D'un autre côté, l'évaluation de l'invalidité par l'un des assureurs ne peut
être effectuée en faisant totalement abstraction de la décision rendue par
l'autre. A tout le moins, une évaluation entérinée par une décision entrée en
force ne peut pas rester simplement ignorée. Elle doit au contraire être
considérée comme un indice d'une appréciation fiable et, par voie de
conséquence, prise en compte ultérieurement dans le processus de décision par
le deuxième assureur.
Aussi, l'assureur doit-il se laisser opposer la présomption de l'exactitude
de l'évaluation de l'invalidité effectuée, une appréciation divergente de
celle-ci ne pouvant intervenir qu'à titre exceptionnel et seulement si
certaines conditions sont réalisées.
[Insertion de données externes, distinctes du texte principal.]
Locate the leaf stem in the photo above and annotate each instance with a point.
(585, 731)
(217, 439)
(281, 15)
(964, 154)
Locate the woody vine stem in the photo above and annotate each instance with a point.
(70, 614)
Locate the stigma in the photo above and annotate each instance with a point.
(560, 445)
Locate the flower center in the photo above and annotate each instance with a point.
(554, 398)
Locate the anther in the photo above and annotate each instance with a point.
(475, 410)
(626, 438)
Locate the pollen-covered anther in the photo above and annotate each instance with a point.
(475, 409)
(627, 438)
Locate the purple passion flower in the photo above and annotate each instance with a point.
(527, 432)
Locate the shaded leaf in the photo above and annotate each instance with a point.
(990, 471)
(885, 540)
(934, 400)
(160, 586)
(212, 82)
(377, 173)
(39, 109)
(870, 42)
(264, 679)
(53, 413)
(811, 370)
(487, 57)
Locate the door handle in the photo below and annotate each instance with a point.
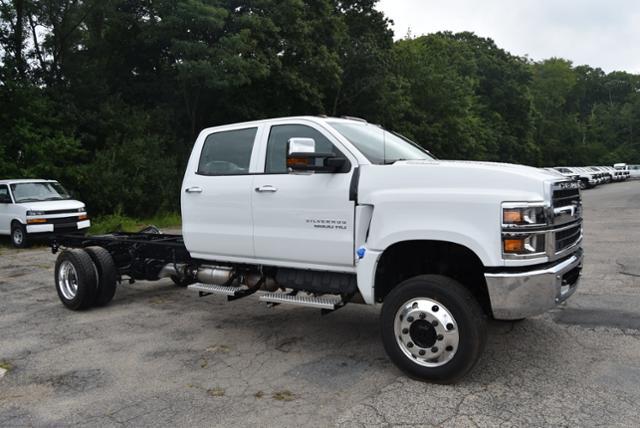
(266, 188)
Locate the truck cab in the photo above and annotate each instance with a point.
(32, 207)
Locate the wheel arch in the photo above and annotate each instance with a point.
(406, 259)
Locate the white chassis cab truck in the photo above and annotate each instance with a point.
(320, 212)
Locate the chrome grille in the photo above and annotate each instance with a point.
(563, 197)
(566, 238)
(567, 215)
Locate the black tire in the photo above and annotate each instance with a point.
(456, 300)
(107, 274)
(19, 235)
(83, 274)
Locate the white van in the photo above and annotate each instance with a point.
(30, 207)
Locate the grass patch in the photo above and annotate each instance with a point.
(284, 395)
(215, 392)
(122, 223)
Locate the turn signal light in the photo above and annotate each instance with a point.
(512, 216)
(513, 245)
(293, 162)
(36, 220)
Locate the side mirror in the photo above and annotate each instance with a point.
(302, 156)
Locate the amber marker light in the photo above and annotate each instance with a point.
(512, 216)
(513, 245)
(36, 220)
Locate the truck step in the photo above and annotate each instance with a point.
(323, 302)
(216, 289)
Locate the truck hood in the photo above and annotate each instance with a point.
(512, 182)
(69, 204)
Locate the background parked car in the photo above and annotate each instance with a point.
(38, 207)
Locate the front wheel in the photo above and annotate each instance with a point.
(18, 235)
(433, 328)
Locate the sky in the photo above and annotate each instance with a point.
(600, 33)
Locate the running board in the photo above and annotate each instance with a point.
(205, 289)
(322, 302)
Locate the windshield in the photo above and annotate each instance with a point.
(379, 146)
(36, 192)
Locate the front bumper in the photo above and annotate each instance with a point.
(523, 293)
(61, 227)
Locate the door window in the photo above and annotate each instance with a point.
(279, 136)
(227, 152)
(5, 197)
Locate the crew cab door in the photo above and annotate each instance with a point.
(302, 218)
(5, 209)
(216, 195)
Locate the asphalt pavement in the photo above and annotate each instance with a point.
(159, 355)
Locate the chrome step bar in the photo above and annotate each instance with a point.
(322, 302)
(216, 289)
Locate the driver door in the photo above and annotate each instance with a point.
(302, 218)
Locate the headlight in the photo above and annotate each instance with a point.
(523, 215)
(533, 243)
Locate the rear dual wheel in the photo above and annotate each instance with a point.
(85, 277)
(433, 328)
(19, 235)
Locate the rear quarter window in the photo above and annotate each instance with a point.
(227, 152)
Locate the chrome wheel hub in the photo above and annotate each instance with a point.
(17, 236)
(426, 332)
(67, 280)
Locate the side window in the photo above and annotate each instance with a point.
(277, 145)
(227, 152)
(5, 198)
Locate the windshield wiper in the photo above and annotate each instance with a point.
(28, 200)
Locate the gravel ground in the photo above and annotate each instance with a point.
(159, 355)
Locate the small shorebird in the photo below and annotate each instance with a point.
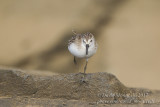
(82, 46)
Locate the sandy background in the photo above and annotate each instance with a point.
(34, 36)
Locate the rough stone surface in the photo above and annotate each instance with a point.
(76, 89)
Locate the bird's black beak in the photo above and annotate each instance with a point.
(87, 46)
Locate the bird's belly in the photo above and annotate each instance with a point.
(76, 51)
(80, 52)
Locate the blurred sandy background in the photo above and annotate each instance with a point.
(34, 36)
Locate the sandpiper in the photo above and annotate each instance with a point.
(82, 46)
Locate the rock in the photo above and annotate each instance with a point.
(75, 89)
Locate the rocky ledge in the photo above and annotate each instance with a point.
(18, 88)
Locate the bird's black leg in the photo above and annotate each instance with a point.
(75, 62)
(85, 66)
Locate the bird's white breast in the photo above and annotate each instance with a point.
(80, 52)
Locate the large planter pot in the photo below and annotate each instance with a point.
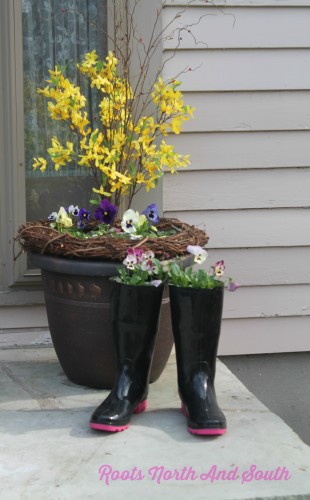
(77, 296)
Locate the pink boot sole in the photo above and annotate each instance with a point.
(141, 407)
(203, 432)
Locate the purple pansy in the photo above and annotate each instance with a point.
(84, 214)
(232, 287)
(151, 213)
(106, 212)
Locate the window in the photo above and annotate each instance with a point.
(34, 37)
(55, 32)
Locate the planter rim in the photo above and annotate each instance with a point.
(82, 267)
(195, 289)
(74, 266)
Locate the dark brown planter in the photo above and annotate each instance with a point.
(77, 296)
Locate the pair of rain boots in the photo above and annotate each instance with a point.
(196, 320)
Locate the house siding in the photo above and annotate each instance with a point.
(246, 68)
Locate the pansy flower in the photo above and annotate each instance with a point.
(200, 255)
(232, 287)
(52, 216)
(130, 221)
(147, 262)
(73, 210)
(84, 215)
(130, 261)
(136, 252)
(151, 213)
(106, 212)
(219, 268)
(63, 219)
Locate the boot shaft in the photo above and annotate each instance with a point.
(135, 316)
(196, 316)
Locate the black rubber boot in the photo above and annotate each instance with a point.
(196, 320)
(135, 318)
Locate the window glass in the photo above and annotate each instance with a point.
(56, 32)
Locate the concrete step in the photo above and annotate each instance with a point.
(48, 451)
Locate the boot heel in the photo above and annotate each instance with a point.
(140, 407)
(183, 410)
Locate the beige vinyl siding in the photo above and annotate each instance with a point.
(247, 72)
En particulier, peuvent constituer des
motifs suffisants de s'écarter d'une telle évaluation le fait que celle-ci
repose sur une erreur de droit ou sur une appréciation insoutenable ou encore
qu'elle résulte d'une simple transaction conclue avec l'assuré. A ces motifs
de divergence déjà reconnus antérieurement par la jurisprudence, il faut
ajouter des mesures d'instruction extrêmement limitées et superficielles,
ainsi qu'une évaluation pas du tout convaincante ou entachée d'inobjectivité
(ATF 126 V 293 consid. 2d; VSI 2004 p. 185 consid. 3; RAMA 2001 n° U 410 p.
73 s. consid. 3, 2000 n° U 406 p. 402 s. consid. 3).

4.
4.1 En l'espèce, il sied d'abord de relever que la CNA a fixé l'invalidité de
l'assuré avant que l'office AI procédât à sa propre évaluation. On ne saurait
donc considérer qu'il existait, au moment où la CNA a rendu sa décision sur
opposition litigieuse, une évaluation entérinée par une décision de l'office
AI, entrée en force.

Au surplus, l'intimée ne saurait être liée par l'évaluation de l'invalidité
de l'office AI. Il apparaît en effet que celui-ci s'est contenté de fixer le
taux d'invalidité à 50 % compte tenu exclusivement d'une diminution de
rendement correspondante dans la profession de sertisseur. Ce faisant,
l'office AI n'a pas procédé à une comparaison du revenu sans invalidité et du
revenu que l'assuré pourrait obtenir en exerçant une autre activité
raisonnablement exigible, à savoir un travail n'exigeant pas des travaux de
force et de précision du membre supérieur gauche.
L'évaluation de l'invalidité effectuée par l'office AI n'est dès lors pas
opposable à la CNA.

4.2 Cela étant, il y a lieu d'examiner si celle-ci était fondée, sur le vu
des données médicales réunies au dossier (ATF 125 V 261 consid. 4, 115 V 134
consid. 2, 114 V 314 consid. 3c, 105 V 158 consid. 1), à admettre une
capacité de travail entière dans une activité adaptée.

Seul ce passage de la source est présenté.